In modern airboats the operator and passengers, are typically seated in elevated seats that allow visibility over swamp vegetation. High visibility lets the operator and passengers see floating objects, stumps, other submerged obstacles, and animals in the boat's path. This does make them very top heavy and suitable only for protected waters.
Boats in the Forties - Group Two
Design 385 and 221 – 45 & 42ft boats for use in inland and coastal waters were considered to be a second group. Their combined total production was 163 boats. They were recreational boat designs drafted for war time use.

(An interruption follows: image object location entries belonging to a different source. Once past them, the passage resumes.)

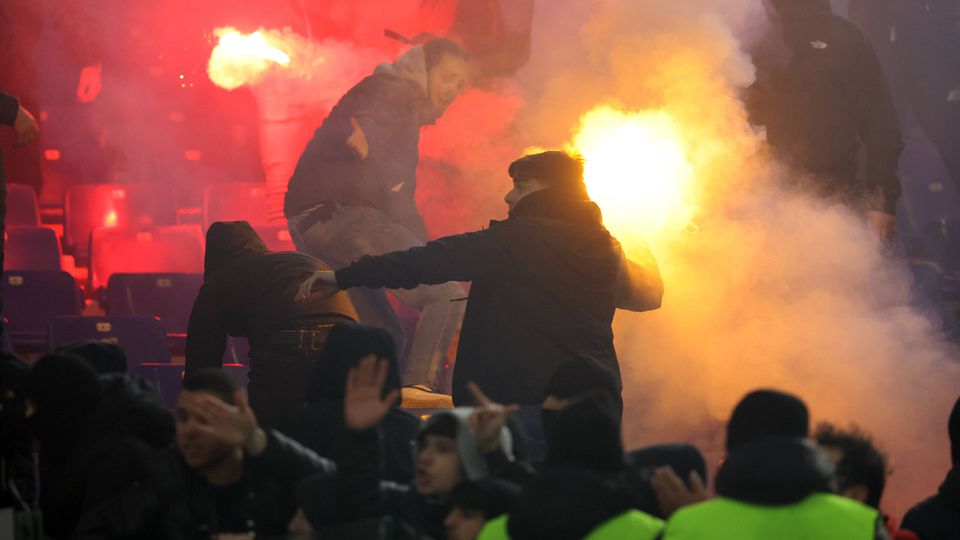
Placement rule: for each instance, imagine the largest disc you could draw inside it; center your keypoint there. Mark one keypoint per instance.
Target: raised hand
(358, 140)
(672, 493)
(363, 406)
(322, 284)
(487, 419)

The 42 ft. boat was twin screw,most sources indicate that it was designed  by Owens Yachts as Design 221 and built by both Owens and Chris Craft, although Chris Craft primarily built Higgins boats. There are two sheets at the Mariners' Museum dated 1941 and credited to "Marine Design and Construction / Quartermaster Corps, U.S.A. One sheet shows the lines and offsets while the other shows the sections. While the boat was most likely a civilian design, the drawings may include modifications for military use. Most, if not all of these boats, were produced in 1941 and 1942.
Occasionally an army 40 ft. boat will be found Built by Palmer Scott & Co. of New Bedford Massachussetts but they were classified as passenger boats and were given "J" numbers. There were about 157 of these boats built between 1941 and 1944 by Palmer Scott & Co. There may still be other builders that remain unfound.